Comparing Methods for Scheduling Streaming updates via dbt

Warehousing & Analytics

Engage in discussions on data warehousing, analytics, and BI solutions within the Databricks Community. Share insights, tips, and best practices for leveraging data for informed decision-making.

We are trying to schedule updates to streaming tables and materialized views in Azure Databricks that we have defined in dbt.

Two options we are considering are `SCHEDULE CRON` and just scheduling `dbt run` commands via CI/CD.

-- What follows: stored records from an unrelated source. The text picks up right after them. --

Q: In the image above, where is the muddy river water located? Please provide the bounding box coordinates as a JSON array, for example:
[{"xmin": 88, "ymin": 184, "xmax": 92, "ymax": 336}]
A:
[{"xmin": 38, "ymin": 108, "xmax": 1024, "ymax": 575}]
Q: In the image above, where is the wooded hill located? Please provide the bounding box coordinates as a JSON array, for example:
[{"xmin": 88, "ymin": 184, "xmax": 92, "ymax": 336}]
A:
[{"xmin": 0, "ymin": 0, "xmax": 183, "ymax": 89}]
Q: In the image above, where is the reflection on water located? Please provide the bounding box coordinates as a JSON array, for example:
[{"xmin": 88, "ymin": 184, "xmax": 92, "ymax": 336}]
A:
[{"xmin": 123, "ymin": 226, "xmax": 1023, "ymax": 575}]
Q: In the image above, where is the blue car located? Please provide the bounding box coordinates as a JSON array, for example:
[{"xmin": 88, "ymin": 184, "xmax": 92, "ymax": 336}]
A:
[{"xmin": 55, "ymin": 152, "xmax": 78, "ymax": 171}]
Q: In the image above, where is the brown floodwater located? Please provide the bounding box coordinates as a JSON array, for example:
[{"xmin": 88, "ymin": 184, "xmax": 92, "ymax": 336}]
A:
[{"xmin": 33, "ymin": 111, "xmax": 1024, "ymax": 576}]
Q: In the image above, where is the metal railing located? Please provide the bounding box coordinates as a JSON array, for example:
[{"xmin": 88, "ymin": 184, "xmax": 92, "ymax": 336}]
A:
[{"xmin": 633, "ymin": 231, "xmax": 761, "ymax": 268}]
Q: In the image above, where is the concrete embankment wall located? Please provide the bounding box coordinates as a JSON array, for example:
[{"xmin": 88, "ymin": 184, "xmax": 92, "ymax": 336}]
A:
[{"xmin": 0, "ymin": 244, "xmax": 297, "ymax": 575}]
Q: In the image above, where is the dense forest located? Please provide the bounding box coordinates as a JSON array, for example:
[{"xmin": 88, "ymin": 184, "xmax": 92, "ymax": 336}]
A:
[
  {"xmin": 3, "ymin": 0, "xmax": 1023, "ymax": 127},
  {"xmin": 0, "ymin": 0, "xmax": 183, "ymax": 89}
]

The `SCHEDULE CRON` option seems attractive at first because it utilizes the *significantly cheaper* jobs compute SKUs. However, I cannot find any kind of provision for orchestrating the refreshes so that dependencies are considered (i.e. Refresh the dependent MV after the ST is refreshed). This adversely affects the recency of the data in the MVs that are dependent upon upstream STs due to the necessary time gap that must be placed between them in the schedules.

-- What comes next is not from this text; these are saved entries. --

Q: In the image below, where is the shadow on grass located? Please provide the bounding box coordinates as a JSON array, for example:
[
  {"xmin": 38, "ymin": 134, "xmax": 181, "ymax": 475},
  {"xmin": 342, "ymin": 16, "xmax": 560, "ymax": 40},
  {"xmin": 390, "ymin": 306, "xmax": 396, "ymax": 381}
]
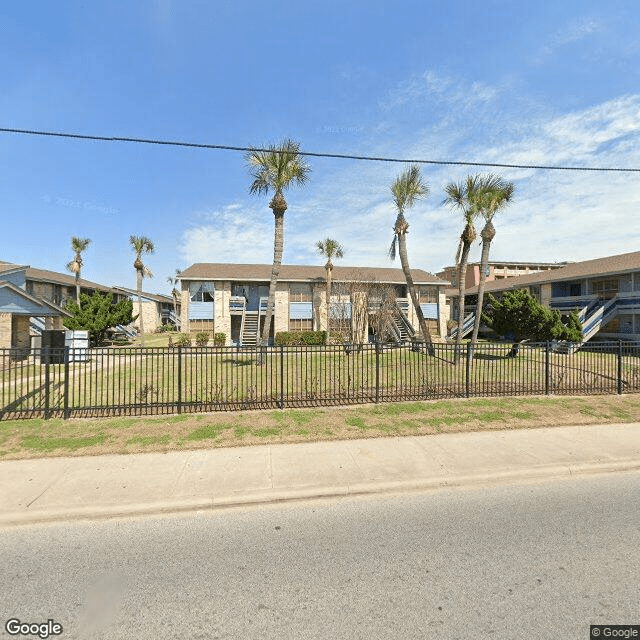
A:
[{"xmin": 222, "ymin": 358, "xmax": 256, "ymax": 366}]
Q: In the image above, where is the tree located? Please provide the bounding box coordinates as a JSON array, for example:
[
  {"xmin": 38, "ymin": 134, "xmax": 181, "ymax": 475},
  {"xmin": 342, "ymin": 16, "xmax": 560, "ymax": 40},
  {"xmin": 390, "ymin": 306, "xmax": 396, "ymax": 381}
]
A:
[
  {"xmin": 129, "ymin": 235, "xmax": 155, "ymax": 346},
  {"xmin": 316, "ymin": 237, "xmax": 344, "ymax": 341},
  {"xmin": 389, "ymin": 164, "xmax": 433, "ymax": 351},
  {"xmin": 481, "ymin": 289, "xmax": 583, "ymax": 356},
  {"xmin": 469, "ymin": 176, "xmax": 515, "ymax": 352},
  {"xmin": 167, "ymin": 268, "xmax": 181, "ymax": 330},
  {"xmin": 443, "ymin": 175, "xmax": 488, "ymax": 364},
  {"xmin": 64, "ymin": 291, "xmax": 136, "ymax": 346},
  {"xmin": 66, "ymin": 236, "xmax": 91, "ymax": 306},
  {"xmin": 246, "ymin": 139, "xmax": 311, "ymax": 348}
]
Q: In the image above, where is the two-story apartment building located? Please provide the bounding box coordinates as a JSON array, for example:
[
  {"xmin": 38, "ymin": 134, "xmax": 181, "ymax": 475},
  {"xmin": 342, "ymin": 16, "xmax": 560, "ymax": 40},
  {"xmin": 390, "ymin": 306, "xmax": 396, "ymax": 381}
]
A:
[
  {"xmin": 0, "ymin": 260, "xmax": 128, "ymax": 354},
  {"xmin": 458, "ymin": 250, "xmax": 640, "ymax": 343},
  {"xmin": 178, "ymin": 263, "xmax": 449, "ymax": 346},
  {"xmin": 438, "ymin": 260, "xmax": 570, "ymax": 290},
  {"xmin": 112, "ymin": 286, "xmax": 180, "ymax": 333}
]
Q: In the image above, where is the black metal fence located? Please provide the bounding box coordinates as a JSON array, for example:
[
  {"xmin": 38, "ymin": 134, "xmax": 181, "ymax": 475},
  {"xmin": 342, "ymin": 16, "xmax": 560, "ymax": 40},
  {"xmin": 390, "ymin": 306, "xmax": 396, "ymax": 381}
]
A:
[{"xmin": 1, "ymin": 341, "xmax": 639, "ymax": 420}]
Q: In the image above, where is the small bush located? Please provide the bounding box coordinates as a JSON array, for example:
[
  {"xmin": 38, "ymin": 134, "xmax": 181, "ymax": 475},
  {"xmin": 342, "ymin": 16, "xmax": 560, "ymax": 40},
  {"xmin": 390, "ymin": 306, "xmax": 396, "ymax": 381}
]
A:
[
  {"xmin": 195, "ymin": 331, "xmax": 210, "ymax": 346},
  {"xmin": 213, "ymin": 332, "xmax": 226, "ymax": 346},
  {"xmin": 155, "ymin": 324, "xmax": 176, "ymax": 333},
  {"xmin": 275, "ymin": 331, "xmax": 327, "ymax": 346},
  {"xmin": 174, "ymin": 333, "xmax": 192, "ymax": 347}
]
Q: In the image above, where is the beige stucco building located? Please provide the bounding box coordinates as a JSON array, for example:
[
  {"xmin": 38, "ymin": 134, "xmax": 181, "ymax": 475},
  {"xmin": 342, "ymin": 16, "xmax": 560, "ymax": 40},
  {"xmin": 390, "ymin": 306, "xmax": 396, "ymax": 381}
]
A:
[{"xmin": 178, "ymin": 263, "xmax": 449, "ymax": 346}]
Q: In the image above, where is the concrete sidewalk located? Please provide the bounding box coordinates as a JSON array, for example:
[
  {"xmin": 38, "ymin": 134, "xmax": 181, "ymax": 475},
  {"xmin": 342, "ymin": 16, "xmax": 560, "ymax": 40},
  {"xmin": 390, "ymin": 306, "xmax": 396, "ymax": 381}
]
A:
[{"xmin": 2, "ymin": 423, "xmax": 640, "ymax": 527}]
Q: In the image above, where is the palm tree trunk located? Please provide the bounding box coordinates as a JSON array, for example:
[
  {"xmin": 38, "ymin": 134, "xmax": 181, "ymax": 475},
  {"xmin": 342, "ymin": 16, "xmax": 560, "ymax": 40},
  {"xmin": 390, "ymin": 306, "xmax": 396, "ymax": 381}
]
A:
[
  {"xmin": 261, "ymin": 209, "xmax": 284, "ymax": 346},
  {"xmin": 470, "ymin": 222, "xmax": 495, "ymax": 351},
  {"xmin": 75, "ymin": 272, "xmax": 81, "ymax": 307},
  {"xmin": 397, "ymin": 233, "xmax": 433, "ymax": 349},
  {"xmin": 453, "ymin": 240, "xmax": 472, "ymax": 365},
  {"xmin": 325, "ymin": 266, "xmax": 332, "ymax": 342},
  {"xmin": 137, "ymin": 269, "xmax": 145, "ymax": 347}
]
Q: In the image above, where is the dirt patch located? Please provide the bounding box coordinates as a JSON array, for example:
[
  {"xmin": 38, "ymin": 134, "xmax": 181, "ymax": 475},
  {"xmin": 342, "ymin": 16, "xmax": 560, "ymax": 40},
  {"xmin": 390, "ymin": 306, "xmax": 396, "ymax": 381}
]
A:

The `dbt run` approach handles this elegantly, multithreading where necessary and refreshing MV/STs in order according to their dependencies. Unfortunately, it seems that dbt must connect to a SQL warehouse and thus cannot use the more cost efficient jobs compute SKUs.

Is my understanding of the pros/cons laid out here correct? Are there other approaches that would provide a more cost effective use of resources?